General analytic theory of classical collinear three wave mixing in a
monolithic cavity
- URL: http://arxiv.org/abs/2010.06320v1
- Date: Tue, 13 Oct 2020 12:02:52 GMT
- Title: General analytic theory of classical collinear three wave mixing in a
monolithic cavity
- Authors: Matteo Santandrea, Michael Stefszky and Christine Silberhorn
- Abstract summary: We present the analytic theory for a general, classical three wave mixing process in a cavity with arbitrary finesse and non-zero propagation losses.

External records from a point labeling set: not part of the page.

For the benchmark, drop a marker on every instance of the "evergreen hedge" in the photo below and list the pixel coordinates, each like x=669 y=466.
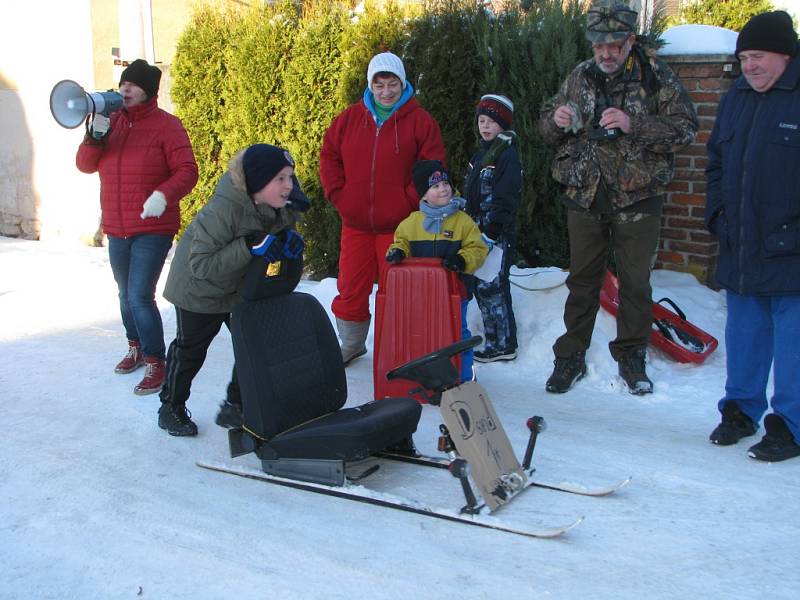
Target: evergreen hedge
x=280 y=73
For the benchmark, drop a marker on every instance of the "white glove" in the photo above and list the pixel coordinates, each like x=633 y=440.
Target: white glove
x=100 y=126
x=154 y=206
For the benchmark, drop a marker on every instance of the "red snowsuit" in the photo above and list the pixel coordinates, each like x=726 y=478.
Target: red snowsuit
x=147 y=150
x=366 y=175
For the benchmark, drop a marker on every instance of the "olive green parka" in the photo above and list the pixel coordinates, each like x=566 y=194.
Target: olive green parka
x=212 y=255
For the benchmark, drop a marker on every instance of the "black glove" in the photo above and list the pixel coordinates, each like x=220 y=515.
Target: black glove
x=395 y=255
x=493 y=231
x=270 y=246
x=454 y=262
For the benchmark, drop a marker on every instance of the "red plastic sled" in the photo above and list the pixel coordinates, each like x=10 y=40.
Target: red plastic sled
x=671 y=332
x=417 y=311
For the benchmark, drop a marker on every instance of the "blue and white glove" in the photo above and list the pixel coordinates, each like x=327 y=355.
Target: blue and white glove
x=270 y=247
x=294 y=244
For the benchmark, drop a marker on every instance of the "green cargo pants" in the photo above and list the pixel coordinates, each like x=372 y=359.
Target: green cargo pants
x=633 y=238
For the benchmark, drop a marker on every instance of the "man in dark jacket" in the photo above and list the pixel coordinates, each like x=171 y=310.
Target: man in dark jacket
x=754 y=209
x=617 y=121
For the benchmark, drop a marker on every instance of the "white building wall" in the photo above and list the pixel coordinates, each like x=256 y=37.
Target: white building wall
x=41 y=191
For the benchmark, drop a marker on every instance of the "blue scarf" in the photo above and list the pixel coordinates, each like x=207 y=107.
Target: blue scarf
x=435 y=215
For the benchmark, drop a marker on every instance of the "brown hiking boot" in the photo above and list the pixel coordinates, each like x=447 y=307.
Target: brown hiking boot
x=154 y=373
x=132 y=361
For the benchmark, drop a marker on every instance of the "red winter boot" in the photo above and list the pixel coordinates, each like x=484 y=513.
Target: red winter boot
x=154 y=372
x=132 y=361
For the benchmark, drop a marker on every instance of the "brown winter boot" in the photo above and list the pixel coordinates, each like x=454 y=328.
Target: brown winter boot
x=132 y=361
x=154 y=372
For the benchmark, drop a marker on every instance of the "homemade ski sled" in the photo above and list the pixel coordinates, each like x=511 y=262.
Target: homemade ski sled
x=671 y=332
x=293 y=387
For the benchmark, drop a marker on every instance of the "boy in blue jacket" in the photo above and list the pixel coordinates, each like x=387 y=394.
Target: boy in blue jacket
x=492 y=189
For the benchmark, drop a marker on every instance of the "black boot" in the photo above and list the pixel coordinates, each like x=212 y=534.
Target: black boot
x=177 y=420
x=566 y=372
x=778 y=444
x=632 y=370
x=734 y=426
x=229 y=415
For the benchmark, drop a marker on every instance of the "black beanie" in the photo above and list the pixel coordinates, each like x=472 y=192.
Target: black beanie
x=261 y=162
x=427 y=173
x=769 y=32
x=145 y=76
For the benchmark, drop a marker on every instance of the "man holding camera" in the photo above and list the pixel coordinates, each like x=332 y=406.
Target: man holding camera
x=617 y=121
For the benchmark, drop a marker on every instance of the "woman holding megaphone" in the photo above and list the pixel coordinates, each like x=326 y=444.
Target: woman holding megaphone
x=146 y=165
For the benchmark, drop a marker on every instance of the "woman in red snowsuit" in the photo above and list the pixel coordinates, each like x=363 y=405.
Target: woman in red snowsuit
x=365 y=167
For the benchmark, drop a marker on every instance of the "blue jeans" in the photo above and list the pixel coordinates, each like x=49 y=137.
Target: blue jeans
x=466 y=356
x=136 y=263
x=763 y=332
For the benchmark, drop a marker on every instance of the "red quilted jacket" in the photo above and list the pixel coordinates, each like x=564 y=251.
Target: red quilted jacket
x=147 y=150
x=366 y=171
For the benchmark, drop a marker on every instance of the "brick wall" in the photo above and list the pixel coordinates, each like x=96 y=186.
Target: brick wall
x=685 y=245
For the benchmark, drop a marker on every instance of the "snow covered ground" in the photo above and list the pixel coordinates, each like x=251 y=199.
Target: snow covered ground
x=97 y=502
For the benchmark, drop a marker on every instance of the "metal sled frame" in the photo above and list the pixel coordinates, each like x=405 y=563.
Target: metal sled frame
x=471 y=435
x=314 y=470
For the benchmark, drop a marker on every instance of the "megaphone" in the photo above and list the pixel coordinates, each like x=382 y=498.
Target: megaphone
x=70 y=103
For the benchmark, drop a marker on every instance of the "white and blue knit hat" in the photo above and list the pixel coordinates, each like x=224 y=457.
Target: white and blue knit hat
x=386 y=62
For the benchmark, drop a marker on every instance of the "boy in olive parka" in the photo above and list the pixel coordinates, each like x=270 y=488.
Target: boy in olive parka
x=254 y=206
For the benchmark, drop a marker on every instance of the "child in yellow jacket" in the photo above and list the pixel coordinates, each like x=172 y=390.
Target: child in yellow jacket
x=441 y=229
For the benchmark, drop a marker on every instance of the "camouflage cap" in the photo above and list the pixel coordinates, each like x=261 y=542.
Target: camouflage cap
x=609 y=21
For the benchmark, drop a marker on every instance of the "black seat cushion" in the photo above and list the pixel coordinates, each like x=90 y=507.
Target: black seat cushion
x=288 y=363
x=293 y=384
x=351 y=433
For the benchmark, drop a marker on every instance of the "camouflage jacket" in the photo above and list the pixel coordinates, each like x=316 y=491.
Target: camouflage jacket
x=636 y=165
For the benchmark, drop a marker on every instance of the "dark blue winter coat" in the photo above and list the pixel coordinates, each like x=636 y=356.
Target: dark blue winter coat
x=753 y=192
x=493 y=190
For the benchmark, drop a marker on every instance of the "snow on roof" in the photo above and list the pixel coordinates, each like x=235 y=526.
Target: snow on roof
x=698 y=39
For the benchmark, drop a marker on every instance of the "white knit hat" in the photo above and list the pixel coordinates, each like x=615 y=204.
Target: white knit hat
x=386 y=62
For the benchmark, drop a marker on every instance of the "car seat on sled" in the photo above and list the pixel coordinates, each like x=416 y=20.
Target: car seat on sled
x=293 y=386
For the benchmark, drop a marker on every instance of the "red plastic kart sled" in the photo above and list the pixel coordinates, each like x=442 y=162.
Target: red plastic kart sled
x=671 y=332
x=417 y=310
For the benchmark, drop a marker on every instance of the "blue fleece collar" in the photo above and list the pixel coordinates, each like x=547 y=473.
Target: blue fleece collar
x=369 y=101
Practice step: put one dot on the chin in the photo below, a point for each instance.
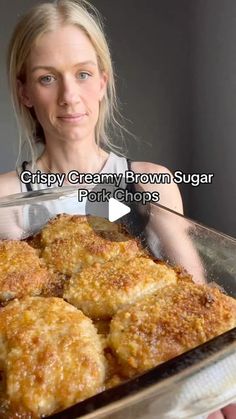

We demonstrate remarkable agreement between the presented model and the experimentally obtained highly complex second-harmonic spectrum of a titanium-diffused lithium niobate waveguide cavity.
- Score: 0.0
- License: http://arxiv.org/licenses/nonexclusive-distrib/1.0/
- Abstract: Integrated, monolithic nonlinear cavities are of high interest in both
classical and quantum optics experiments for their high efficiency and
stability. However, a general, analytic theory of classical three wave mixing
in such systems that encompasses multiple monolithic designs, including both
linear and nonlinear regions, as well as any three-wave mixing process has not
yet been fully developed.
In this paper, we present the analytic theory for a general, classical three
wave mixing process in a cavity with arbitrary finesse and non-zero propagation
losses, encompassing second harmonic, sum frequency and difference frequency
generation - SHG, SFG and DFG respectively. The analytic expression is derived
under the sole assumption of low single-pass conversion efficiency (or
equivalently operating in the non-depleted pump regime).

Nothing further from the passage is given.